Никто за обеденным столом не пошевелился и не заговорил.
Он глубоко вздохнул и завершил свой монолог:
— Я теперь собираюсь лечь поспать — на несколько неделек. Если бы Кэлгери смог взять на себя вызовы и в этот вечер, было бы очень кстати. Нет, Клоди, я не хочу ни есть, ни пить, спасибо. — Он повернулся и стал подниматься по лестнице: им было слышно, как тяжело и устало он ступает.

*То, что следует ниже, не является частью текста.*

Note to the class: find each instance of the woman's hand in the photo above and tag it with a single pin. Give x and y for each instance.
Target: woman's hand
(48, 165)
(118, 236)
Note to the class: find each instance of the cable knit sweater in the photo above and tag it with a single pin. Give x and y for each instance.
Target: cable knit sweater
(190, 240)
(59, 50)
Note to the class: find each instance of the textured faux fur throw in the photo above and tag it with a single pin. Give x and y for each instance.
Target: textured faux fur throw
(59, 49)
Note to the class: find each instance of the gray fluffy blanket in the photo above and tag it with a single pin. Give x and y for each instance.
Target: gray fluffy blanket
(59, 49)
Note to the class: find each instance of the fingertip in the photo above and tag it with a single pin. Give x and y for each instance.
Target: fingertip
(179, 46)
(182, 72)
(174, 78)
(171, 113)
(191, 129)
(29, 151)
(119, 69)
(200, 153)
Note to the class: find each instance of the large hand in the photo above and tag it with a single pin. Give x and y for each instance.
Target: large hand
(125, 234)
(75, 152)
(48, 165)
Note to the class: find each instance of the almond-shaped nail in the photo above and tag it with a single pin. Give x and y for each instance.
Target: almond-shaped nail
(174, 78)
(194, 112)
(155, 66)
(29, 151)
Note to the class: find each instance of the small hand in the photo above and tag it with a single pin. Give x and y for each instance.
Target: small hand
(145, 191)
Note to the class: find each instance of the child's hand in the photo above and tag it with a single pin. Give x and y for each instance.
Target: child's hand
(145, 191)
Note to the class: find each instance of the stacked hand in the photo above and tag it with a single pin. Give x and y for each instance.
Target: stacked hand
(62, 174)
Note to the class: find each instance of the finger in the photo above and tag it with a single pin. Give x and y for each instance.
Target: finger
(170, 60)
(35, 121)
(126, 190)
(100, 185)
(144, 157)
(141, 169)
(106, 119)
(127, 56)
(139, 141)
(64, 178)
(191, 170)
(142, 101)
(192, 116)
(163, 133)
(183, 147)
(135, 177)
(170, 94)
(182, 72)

— Ну, так что, Дженифер? — спросил было дядя Уэлли, но та уже вскочила и бежала вслед Грегсону.
— Дэвид!
Он повернулся и ждал, а она поднималась вслед за ним.
— Дорогой Дэвид, мне так стыдно. Простите меня. Я была действительно напугана… — Она замолчала. Его лицо было непроницаемо. — Я должна была сообщить ему. Вы понимаете меня? Я должна была.
— О, очень хорошо понимаю, — мягко отозвался Дэвид.
— Пожалуйста… пожалуйста, не надо меня ненавидеть, — прошептала она в ужасе от того, что наделала.